- Salimabad Location in West Bengal, India
- Coordinates: 23°04′44″N 87°59′48″E﻿ / ﻿23.0790°N 87.9968°E
- Country: India
- State: West Bengal
- District: Purba Bardhaman district
- Block: Jamalpur

Area
- • Total: 3.422 km^{2} (1.321 sq mi)

Population (2011)
- • Total: 5,491
- • Density: 1,605/km^{2} (4,156/sq mi)

Languages
- Time zone: UTC+5:30 (IST)
- PIN: 713408

= Salimabad, Purba Bardhaman =

Village in West Bengal, India

Salimabad is a village in Jamalpur block of Purba Bardhaman district, West Bengal, India. It is located on the east bank of the Damodar river, about 20 mi south of the city of Bardhaman. Historically known as Sulaimanabad, it was the capital of a sarkar of Mughal Bengal. Today, the primary economic activities in the village are growing rice and producing cloth. As of 2011, Salimabad has a population of 5,491, in 1,282 households.

== Geography ==
Salimabad is located on the east bank of the Damodar river, about 20 mi south of the city of Bardhaman. The Kānā Nadī canal is drawn off from the river here.

== History ==
Salimabad was originally named Sulaimanabad, after Sulaiman Khan Karrani, who ruled the Bengal Sultanate from 1565 to 1572. In the late 1500s, Sulaimanabad was listed in the Ain-i Akbari as the seat of a sarkar under subah Bengal. The sarkar contained 31 mahals, of which Haveli Sulaimanabad (i.e. the suburban district around the city) was one. The entire sarkar had an assessed revenue of 17,629,964 dams, and it supplied a force of 5,000 infantry and 100 cavalry. The mahal of Haveli Sulaimanabad was assessed at a revenue of 2,051,090 dams.

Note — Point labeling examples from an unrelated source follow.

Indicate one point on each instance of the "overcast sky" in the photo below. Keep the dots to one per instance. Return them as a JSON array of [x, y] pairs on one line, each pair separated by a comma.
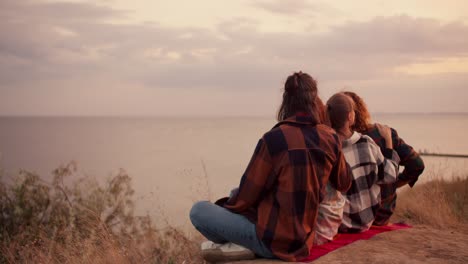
[[224, 57]]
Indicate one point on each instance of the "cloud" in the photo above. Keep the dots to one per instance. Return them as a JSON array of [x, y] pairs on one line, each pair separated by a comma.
[[293, 7], [42, 45]]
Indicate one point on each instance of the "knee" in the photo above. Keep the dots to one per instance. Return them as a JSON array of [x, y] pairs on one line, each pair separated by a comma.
[[198, 211]]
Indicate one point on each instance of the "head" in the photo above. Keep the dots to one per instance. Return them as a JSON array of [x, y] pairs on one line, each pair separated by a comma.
[[340, 112], [362, 120], [300, 95]]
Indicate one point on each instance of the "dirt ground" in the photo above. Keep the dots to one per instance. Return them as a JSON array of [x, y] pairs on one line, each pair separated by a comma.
[[420, 244]]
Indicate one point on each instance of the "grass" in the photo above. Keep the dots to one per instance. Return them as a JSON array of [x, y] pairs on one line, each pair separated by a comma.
[[438, 203], [85, 221]]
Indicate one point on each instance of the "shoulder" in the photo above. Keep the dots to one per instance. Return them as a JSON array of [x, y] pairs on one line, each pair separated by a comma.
[[367, 140]]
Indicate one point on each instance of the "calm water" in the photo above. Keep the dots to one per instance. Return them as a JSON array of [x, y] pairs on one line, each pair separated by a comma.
[[165, 156]]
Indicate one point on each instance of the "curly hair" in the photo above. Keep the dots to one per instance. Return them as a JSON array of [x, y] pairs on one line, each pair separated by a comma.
[[362, 115]]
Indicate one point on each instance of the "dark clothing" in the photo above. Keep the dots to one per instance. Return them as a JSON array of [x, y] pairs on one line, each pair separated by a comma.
[[413, 167]]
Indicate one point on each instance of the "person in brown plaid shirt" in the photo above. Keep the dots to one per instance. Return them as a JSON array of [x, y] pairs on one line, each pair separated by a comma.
[[274, 210], [409, 159]]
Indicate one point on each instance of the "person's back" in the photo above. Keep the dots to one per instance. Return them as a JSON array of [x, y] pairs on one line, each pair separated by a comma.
[[273, 212], [369, 168], [409, 159], [304, 158]]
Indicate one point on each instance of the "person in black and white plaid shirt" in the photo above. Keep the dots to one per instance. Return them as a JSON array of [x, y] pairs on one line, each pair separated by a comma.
[[369, 166]]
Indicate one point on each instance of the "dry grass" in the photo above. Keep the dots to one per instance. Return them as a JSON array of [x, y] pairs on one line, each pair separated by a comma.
[[83, 222], [90, 223], [438, 203]]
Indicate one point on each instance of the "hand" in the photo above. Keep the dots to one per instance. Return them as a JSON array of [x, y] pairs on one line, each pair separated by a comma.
[[386, 133], [401, 183]]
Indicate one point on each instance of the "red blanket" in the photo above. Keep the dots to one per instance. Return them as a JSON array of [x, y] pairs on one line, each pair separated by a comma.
[[345, 239]]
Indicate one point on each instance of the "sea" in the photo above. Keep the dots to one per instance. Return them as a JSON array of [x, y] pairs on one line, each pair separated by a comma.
[[175, 161]]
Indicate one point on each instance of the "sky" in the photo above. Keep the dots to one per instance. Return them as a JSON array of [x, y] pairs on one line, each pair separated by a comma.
[[228, 58]]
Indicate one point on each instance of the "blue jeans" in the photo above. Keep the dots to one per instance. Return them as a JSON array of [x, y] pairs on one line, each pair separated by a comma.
[[221, 225]]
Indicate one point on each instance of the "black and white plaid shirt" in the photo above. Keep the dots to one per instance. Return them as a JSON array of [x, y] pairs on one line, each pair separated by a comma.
[[370, 167]]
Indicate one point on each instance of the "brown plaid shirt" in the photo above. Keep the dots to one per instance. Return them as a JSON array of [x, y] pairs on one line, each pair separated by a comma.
[[285, 181]]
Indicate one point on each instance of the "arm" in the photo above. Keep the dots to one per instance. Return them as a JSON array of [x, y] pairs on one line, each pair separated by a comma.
[[410, 159], [340, 175], [387, 164], [257, 179]]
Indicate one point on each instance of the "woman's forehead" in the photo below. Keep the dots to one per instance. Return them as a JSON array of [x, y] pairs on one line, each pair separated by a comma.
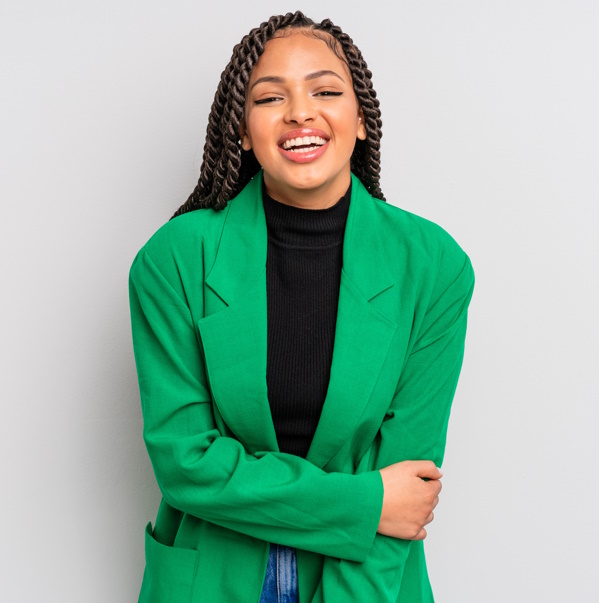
[[296, 52]]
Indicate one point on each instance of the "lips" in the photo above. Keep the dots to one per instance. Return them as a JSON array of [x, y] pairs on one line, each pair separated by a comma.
[[302, 133], [303, 145]]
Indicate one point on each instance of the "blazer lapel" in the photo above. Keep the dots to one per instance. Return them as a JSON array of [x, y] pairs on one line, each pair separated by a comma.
[[233, 331], [363, 333]]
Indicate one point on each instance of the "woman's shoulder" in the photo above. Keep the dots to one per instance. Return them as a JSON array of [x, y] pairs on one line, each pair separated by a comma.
[[421, 237], [186, 230], [190, 238]]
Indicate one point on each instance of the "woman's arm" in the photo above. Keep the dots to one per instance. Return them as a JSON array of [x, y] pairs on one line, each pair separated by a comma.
[[415, 430], [273, 496]]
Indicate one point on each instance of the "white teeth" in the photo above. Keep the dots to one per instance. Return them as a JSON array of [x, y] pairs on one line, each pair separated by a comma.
[[296, 142]]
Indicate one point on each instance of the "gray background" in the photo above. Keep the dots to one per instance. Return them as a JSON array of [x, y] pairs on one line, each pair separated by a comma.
[[490, 129]]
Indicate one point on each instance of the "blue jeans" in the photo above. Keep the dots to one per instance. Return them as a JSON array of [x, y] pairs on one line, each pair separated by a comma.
[[280, 581]]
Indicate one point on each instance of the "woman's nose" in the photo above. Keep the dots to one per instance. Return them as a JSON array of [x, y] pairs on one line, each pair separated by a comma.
[[299, 110]]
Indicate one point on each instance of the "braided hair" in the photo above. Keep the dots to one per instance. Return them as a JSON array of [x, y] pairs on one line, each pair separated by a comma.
[[226, 167]]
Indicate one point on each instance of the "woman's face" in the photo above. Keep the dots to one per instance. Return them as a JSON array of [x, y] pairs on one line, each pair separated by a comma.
[[302, 121]]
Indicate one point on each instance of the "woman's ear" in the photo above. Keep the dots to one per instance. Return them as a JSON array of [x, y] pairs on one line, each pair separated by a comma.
[[246, 143], [361, 127]]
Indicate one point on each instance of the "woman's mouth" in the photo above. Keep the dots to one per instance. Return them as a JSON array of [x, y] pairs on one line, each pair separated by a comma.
[[303, 145]]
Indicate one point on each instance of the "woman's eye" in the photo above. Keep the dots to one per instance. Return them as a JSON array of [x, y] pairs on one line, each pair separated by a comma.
[[266, 100]]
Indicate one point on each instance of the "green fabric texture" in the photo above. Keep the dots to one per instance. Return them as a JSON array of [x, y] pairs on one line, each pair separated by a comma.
[[198, 312]]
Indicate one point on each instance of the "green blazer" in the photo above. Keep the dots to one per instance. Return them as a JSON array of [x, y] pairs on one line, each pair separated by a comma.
[[198, 310]]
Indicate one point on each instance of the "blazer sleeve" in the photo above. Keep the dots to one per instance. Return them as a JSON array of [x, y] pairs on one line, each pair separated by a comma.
[[273, 496], [415, 429]]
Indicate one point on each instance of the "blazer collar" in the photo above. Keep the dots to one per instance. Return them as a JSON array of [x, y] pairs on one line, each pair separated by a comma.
[[233, 331]]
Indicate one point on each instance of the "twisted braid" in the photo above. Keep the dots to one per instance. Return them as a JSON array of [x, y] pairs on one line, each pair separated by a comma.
[[226, 168]]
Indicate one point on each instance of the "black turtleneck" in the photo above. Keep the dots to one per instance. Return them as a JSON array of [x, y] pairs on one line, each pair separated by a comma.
[[303, 272]]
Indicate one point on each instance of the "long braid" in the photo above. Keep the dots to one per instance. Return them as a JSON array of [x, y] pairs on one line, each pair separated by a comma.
[[226, 167]]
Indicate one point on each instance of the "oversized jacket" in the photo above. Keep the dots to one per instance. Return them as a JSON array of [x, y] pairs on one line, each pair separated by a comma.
[[198, 309]]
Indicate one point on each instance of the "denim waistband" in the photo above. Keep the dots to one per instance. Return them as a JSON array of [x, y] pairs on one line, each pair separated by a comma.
[[280, 582]]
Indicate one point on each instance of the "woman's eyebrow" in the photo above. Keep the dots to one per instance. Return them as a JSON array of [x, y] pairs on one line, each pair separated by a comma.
[[311, 76]]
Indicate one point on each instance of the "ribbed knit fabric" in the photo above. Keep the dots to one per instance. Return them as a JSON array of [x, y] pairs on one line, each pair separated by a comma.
[[303, 272]]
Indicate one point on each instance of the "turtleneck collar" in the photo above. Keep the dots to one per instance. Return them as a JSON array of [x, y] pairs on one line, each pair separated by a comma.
[[290, 226]]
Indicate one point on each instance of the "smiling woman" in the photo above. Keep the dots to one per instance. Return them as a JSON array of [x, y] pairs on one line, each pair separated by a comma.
[[298, 343], [300, 89]]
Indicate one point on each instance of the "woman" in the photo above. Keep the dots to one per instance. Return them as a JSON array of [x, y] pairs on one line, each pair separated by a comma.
[[298, 343]]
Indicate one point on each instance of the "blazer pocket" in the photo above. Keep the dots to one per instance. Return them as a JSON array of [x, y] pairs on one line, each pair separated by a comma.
[[170, 572]]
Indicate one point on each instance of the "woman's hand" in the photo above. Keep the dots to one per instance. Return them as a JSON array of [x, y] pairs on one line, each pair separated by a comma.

At some point after the Ain-i Akbaris compilation, the name Sulaimanabad was truncated to Salimabad. According to Heinrich Blochmann, the change in name may have been simply because the old name was "too long", or it may have been to honour the emperor Jahangir, who was originally named Salim. Irfan Habib notes that this is not a one-off phenomenon – several other places named in the Ain have also undergone a change from "Sulaiman" to "Salim" since the Ain was written.

== Demographics ==
According to the 2011 Census of India, Salimabad had a population of 5,491, in 1,282 households.

== Economy ==
The 2011 census listed two main commodities produced in Salimabad: rice and cloth. Sari weaving followed the two as the village's third-most important economic activity. No regular market or weekly haat was listed as meeting here, and there were no banks or agricultural credit societies.

== Infrastructure ==
According to the 2011 census, the village of Salimpur had 1 primary health sub-centre, 2 primary schools, and 1 secondary school. There was no library or post office, nor any public restrooms. Drinking water was mainly drawn from wells or tanks. Access to electricity was present but limited.

== Transport ==
There is no bus service to Salimpur, and there is no train station in the village. Streets are mainly made of kachcha materials.